2023/01/10
This repository contains an implementation of SpeakerBeam method for target speech extraction, made public during Interspeech 2021 tutorial.
The code is based on the Asteroid toolkit for audio speech separation.
To install requirements:
pip install -r requirements.txt
The code was tested with Python 3.8.6.
The directory egs
contains a recipe for Libri2mix dataset. The recipe assumes that you already have the LibriMix dataset available. If not, please follow the instructions at the LibriMix repository to obtain it.
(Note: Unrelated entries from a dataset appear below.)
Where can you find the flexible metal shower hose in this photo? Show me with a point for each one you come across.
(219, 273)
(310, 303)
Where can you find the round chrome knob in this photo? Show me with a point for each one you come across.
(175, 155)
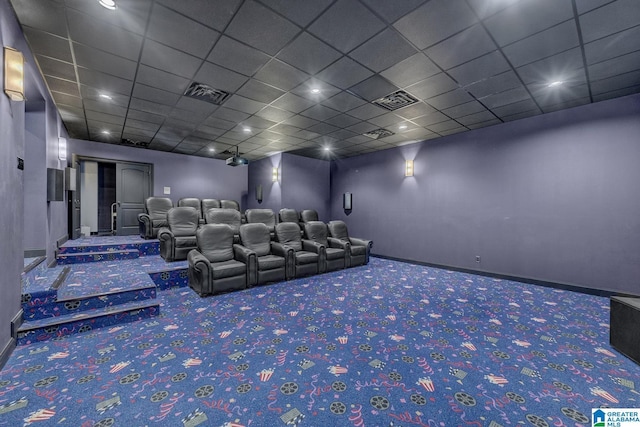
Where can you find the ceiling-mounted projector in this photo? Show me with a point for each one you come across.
(237, 160)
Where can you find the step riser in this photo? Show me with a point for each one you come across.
(85, 325)
(146, 248)
(81, 258)
(54, 308)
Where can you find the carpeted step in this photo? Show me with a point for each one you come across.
(53, 327)
(110, 255)
(67, 303)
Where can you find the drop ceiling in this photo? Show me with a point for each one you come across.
(303, 75)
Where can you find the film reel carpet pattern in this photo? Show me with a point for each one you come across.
(387, 344)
Before running our recipe, modify path.sh
file to contain path to the repository root.
PATH_TO_REPOSITORY="<path-to-repo>"
Then follow the steps below in the recipe directory
cd egs/libri2mix
To prepare lists of the data run
local/prepare_data.sh <path-to-libri2mix-data>
The <path-to-libri2mix-data>
should contain wav8k/min
subdirectories. The command will create data
directory containing csv
lists describing the data. The preparation of the data follows the data preparation from Asteroid. In addition, it creates a list mapping mixtures to enrollment utterances.
To train the SpeakerBeam model run
. ../../path.sh
python train.py --exp_dir exp/speakerbeam
The training script will by default use parameters in local/conf.yml
. To run with different parameters, you can either change the local/conf.yml
file or pass them directly as command-line arguments, e.g.
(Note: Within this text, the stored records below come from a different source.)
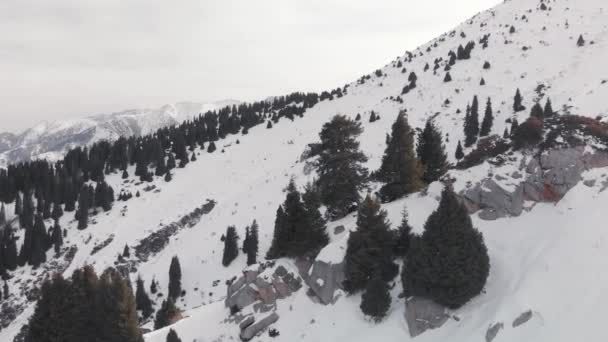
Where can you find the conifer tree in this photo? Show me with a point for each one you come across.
(449, 263)
(340, 170)
(431, 153)
(82, 214)
(369, 248)
(376, 300)
(117, 304)
(276, 249)
(211, 147)
(459, 153)
(142, 301)
(517, 102)
(581, 41)
(39, 243)
(153, 286)
(548, 111)
(168, 176)
(57, 237)
(299, 227)
(126, 252)
(537, 111)
(471, 123)
(316, 237)
(514, 126)
(399, 169)
(404, 235)
(231, 249)
(8, 248)
(57, 211)
(172, 336)
(175, 279)
(250, 244)
(166, 314)
(372, 117)
(488, 120)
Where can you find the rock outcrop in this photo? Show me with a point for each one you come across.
(523, 318)
(253, 329)
(546, 178)
(324, 279)
(493, 331)
(422, 314)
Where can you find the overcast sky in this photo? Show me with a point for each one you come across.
(69, 58)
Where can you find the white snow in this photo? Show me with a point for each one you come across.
(550, 260)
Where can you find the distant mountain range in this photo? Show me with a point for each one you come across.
(50, 140)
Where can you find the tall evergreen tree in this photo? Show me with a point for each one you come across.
(175, 279)
(548, 111)
(172, 336)
(340, 169)
(8, 248)
(231, 249)
(431, 152)
(404, 235)
(488, 120)
(449, 263)
(299, 227)
(142, 301)
(2, 215)
(376, 300)
(166, 314)
(471, 123)
(369, 248)
(85, 308)
(399, 169)
(82, 214)
(57, 237)
(518, 102)
(459, 152)
(537, 111)
(117, 303)
(250, 244)
(279, 237)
python train.py --exp_dir exp/speakerbeam_adaptlay15 --i_adapt_layer 15
to change the position of the adaptation layer in the network.
The training will create directory exp/speakerbeam
. The final model after the training is finished is stored in exp/speakerbeam/best_model.pth
. The training progress can be observed in Tensorboard using logs in exp/speakerbeam/lightning_logs
.
To extract target speech signals on the test set with the trained model and evaluate performance, run
python eval.py --test_dir data/wav8k/min/test --task sep_noisy --model_path exp/speakerbeam/best_model.pth --out_dir exp/speakerbeam/out_best --exp_dir exp/speakerbeam --use_gpu=1
It is also possible to evaluate with an intermediate checkpoint, e.g.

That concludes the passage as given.